The rebelay bolt went in fairly quickly after and then I was FINALLY away on the big pitch. We weren’t sure if we had much spare rope so I put in a really tight (Jeff Butt patented) loop, or lack there of. At the bottom I found we had a few metres to spare so Alan re-jiggered the rebelay on his way down.
The others started down to the pitch head whilst Alan and I moved on down the cave. They caught up to us looking for the crack we were supposed to rig the 3m pitch from. After finally finding it, it was declared not the right size for the nuts we had, and a bit dodgy anyway, so we put a bolt in above the drop.
On down to the next pitch, which has a corroded old spit that is only part way into the rock. This is totally unnecessary as there are 3 good naturals in very convenient spots.
Luckily the 8m climb proved to be very easy so we were all able to get to the chamber at the bottom where the stream comes in.
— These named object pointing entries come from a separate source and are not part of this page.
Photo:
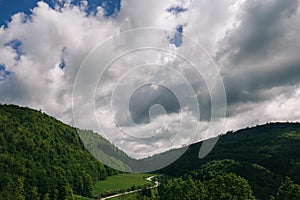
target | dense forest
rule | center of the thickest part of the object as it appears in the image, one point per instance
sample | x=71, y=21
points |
x=266, y=158
x=42, y=158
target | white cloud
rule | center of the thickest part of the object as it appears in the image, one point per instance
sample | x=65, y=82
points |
x=255, y=44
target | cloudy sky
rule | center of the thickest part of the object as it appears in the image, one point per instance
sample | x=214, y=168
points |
x=207, y=67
We headed downstream first with all of us going almost to the end of navigable passage, and Alan and Serena going just those few metres more into the grovel than Geoff and I.
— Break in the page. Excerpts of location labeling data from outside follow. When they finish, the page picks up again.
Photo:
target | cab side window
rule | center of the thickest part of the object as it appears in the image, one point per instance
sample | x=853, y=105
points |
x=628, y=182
Then we went upstream to the end of the easy going stuff. No point crawling in water when the Eberhardt’s and Jeff Butt have been there before.
The trip out went easily. Alan and I had decided that a second bolt on the pitch head of the 68m pitch was a better idea than the single one we had put in, and so he re-rigged the pitch at the rebelay, to give us the extra rope at the top. We had seen that we had enough. Just.
Alan waited there for me, as Geoff and Serena went out and then we decided where to put the second bolt. As usual, the best place was out of my reach for manipulating a drill, and so Alan put in this bolt. We re-rigged the pitch head so that tomorrow’s group would have the mental reassurance of two bolts at the primary anchor.
I headed up last and was out at 7.30pm after a very enjoyable but inefficiently slow trip.
Amy was cooking dinner for us, which was a wonderful treat. All I had to do was get changed, get a glass of Port from Tony (who had carried in a small cask!) and start eating the pre-dinner nibblies people had supplied, whilst I waited for my Tuna and lentil dinner to be ready.